Engineers from Washington State University believe they have finally developed a sustainable material capable of replacing the ubiquitous, but troublesome, Styrofoam.
Polystyrene foam — the official name of the material first created by Dow Chemical researchers in 1941 — proliferated into everything from packaging to coffee cups in recent decades, but it also presents numerous problems, from its toxic, petroleum-derived ingredients to its inability to degrade. As more municipalities and even entire states consider restrictions on the material, some restaurants are already moving away from Styrofoam boxes and cups.
Washington State researchers noted that previous attempts to create a plant-based alternative to Styrofoam resulted in materials that were weaker, faltered in heat and humidity and failed to insulate as well.

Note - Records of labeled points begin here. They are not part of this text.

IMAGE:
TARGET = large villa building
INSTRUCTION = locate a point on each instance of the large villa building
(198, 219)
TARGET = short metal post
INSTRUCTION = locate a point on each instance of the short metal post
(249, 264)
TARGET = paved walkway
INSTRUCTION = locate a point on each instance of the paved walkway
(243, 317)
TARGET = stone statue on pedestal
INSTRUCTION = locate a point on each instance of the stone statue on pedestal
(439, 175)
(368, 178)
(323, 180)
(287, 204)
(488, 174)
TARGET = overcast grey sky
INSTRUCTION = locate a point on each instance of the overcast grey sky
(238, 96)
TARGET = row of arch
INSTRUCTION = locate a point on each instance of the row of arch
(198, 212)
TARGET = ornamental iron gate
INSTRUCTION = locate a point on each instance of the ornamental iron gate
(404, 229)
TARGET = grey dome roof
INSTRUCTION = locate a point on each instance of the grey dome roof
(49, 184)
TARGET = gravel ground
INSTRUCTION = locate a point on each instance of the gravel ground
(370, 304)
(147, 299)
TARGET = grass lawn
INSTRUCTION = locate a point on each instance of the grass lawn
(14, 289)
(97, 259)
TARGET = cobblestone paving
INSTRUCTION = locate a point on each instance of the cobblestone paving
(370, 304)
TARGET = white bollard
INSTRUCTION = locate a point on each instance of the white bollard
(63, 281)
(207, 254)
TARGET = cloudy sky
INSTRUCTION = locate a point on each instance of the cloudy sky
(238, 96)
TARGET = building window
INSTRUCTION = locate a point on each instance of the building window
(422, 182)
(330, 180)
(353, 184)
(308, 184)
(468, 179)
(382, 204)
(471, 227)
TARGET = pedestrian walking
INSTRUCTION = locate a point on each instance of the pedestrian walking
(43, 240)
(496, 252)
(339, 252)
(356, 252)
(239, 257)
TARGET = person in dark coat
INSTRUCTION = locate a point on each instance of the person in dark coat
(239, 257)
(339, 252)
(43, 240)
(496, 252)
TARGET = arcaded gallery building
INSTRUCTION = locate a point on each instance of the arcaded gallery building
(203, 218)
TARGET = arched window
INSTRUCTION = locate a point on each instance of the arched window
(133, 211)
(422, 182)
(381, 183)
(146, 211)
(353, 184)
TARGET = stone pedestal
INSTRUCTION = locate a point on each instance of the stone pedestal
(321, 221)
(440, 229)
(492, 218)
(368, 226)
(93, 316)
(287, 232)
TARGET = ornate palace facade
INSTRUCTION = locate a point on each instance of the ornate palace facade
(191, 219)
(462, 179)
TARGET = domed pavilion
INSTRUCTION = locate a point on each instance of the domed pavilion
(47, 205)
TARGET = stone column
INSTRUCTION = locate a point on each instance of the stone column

In their study, published in the journal Carbohydrate Polymers, engineers used an acid hydrolysis process to break cellulose into nanocrystals, then added polyvinyl alcohol to make the resulting foam more elastic.
The end result, comprised of about 75 percent material derived from wood pulp, was lightweight, supported up to 200 times its weight and surpassed the insulation capabilities of Styrofoam. Most importantly, the material is produced relatively easily — using only water as a solvent — as well as degrades and burns without producing harmful pollution.
“This promising material has many desirable properties, and to be able to transfer these properties to a bulk scale for the first time through this engineered approach is very exciting,” Washington State chemical engineer Xiao Zhang said in a release.